"Este verano, ¡es realmente irascible! ¿No te enteraste de lo que dijo acabadamente?" Bai Rongrong tardó mucho en recuperarse del aliento jadeante y comenzó a gritar hacia donde ya no se veía a Xia An.
"Sí, es realmente exasperante. Ella piensa quién es para venir a Tai Shan a gritar y a causar escándalo!" Ye Ziwen estaba extremadamente molesta por la actitud de Xia An. Había permitido que Bai Rongrong llamara a Xia An a Tai Shan con el objetivo de avergonzarla.
Pero ahora, parecía que eran Bai Rongrong y ella las que estaban siendo avergonzadas!
En su propio terreno, ellas dos seguían siendo importantes, pero aún así habían sido humilladas por Xia An. Todo esto era demasiado vergonzoso para contárselo a nadie.
"¡Es todo tu culpa! Mira cómo se portaba Xia An con tanta presunción. ¿Por qué tiene el derecho!" Bai Rongrong no podía soportar un poco de frustración y, después del primer contratiempo, volvió a dirigir su ira hacia Ye Ziwen.
Como si todo lo que había pasado fuera culpa de Ye Ziwen.
"Ella es presuntuosa y eso es cierto. Pero tú no puedes culparme por todo", dijo Ye Ziwen, ya un poco cansada de llevarse la culpa. ¿Por qué tenía que seguir cargando con este peso?
Bai Rongrong se dio cuenta de que había exagerado al principio. Después de todo, si realmente le echaba a Ye Ziwen un regaño, quedaría sola para ayudarla.
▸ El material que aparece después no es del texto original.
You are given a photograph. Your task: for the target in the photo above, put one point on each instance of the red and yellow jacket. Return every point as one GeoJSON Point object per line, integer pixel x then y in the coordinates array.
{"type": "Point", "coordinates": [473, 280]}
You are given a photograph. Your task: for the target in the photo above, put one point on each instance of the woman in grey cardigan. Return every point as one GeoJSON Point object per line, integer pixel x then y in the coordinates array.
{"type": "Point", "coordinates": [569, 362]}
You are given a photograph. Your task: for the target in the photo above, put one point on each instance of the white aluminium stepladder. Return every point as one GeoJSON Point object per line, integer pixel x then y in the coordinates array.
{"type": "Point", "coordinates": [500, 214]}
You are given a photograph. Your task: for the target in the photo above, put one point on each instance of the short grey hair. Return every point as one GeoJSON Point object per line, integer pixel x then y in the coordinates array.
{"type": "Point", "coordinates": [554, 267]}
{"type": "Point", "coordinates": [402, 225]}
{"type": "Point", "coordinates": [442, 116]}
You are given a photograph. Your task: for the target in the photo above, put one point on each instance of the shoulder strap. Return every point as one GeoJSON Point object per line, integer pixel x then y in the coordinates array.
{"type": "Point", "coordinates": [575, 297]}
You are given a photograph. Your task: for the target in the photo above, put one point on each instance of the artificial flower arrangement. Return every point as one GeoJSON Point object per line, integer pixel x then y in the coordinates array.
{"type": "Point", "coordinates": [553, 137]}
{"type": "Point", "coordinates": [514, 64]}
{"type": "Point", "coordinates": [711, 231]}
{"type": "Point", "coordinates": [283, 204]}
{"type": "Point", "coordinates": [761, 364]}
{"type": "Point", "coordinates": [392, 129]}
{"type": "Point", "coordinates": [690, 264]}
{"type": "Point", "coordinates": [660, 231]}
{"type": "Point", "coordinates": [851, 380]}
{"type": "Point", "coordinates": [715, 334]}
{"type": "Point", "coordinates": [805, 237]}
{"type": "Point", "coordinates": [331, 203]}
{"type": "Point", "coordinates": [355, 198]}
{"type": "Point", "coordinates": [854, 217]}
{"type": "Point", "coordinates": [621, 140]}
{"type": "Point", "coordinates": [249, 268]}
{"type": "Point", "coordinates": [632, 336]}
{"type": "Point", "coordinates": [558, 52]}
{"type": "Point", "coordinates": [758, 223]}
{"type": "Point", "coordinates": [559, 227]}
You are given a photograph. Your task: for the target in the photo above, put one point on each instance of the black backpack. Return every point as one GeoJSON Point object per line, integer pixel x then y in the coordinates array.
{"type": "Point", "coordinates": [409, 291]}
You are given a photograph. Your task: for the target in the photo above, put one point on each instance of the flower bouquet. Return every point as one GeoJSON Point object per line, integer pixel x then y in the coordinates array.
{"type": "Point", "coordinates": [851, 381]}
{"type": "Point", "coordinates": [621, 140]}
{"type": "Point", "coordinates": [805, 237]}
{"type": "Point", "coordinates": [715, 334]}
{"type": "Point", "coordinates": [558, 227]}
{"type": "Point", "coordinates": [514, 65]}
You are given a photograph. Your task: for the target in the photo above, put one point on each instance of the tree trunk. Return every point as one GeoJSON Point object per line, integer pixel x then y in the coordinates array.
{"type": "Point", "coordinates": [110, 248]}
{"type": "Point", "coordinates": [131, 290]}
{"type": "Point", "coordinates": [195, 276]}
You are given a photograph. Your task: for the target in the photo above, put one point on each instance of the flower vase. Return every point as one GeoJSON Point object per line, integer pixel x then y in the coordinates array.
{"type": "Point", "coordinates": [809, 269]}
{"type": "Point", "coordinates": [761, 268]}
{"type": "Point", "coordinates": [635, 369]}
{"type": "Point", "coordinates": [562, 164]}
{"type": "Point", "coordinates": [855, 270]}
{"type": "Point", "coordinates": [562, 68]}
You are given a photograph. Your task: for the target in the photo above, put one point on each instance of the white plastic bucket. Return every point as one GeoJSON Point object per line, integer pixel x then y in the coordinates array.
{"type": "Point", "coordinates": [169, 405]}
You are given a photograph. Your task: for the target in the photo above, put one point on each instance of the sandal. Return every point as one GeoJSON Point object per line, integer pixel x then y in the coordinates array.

"Lo siento Ziwen, solo estaba muy enojada y me enfadé con Xia An por todo lo que ha logrado", dijo Bai Rongrong.
La ira reprimida de Ye Ziwen disminuyó considerablemente. Los restos de su resentimiento la ocultaría para el futuro, ya que necesitaría del apoyo de Bai Rongrong en los asuntos futuros.
"No te preocupes, presidenta Bai. Es mi culpa, me enojé demasiado. Eso fue una exageración mía. De hecho, estás en lo correcto, es todo mi plan que no ha salido bien, prometo que a partir de ahora todo estará bien planeado."
Cuando Xia An salió de Tai Shan, su ánimo no mejoró en absoluto; de hecho, se sentía aún más frustrada. Las palabras de Bai Rongrong seguían hiriéndola profundamente.
Su respuesta contra Bai Rongrong fue solo una suposición suya para disimular su inseguridad interna. No necesariamente pensaba lo mismo en el fondo.
El significado de las palabras de Bai Rongrong era claro: aunque Lu Qichen no la amara tanto como ella decía, al menos no la odiaba ahora!
Además, Lu Qichen a veces le hacía citas secretas con Bai Rongrong!
No importaba el motivo de estas citas, Xia An se sentía inquieta.
Inquietud, dolor y desesperación.
¿Por qué su amado hombre estaría mezclado con Bai Rongrong e Ye Ziwen? ¿Era realmente su marido o el de Bai Rongrong?
Si era la esposa del presidente Lu hoy, ¿qué sería mañana? ¿Y en el futuro?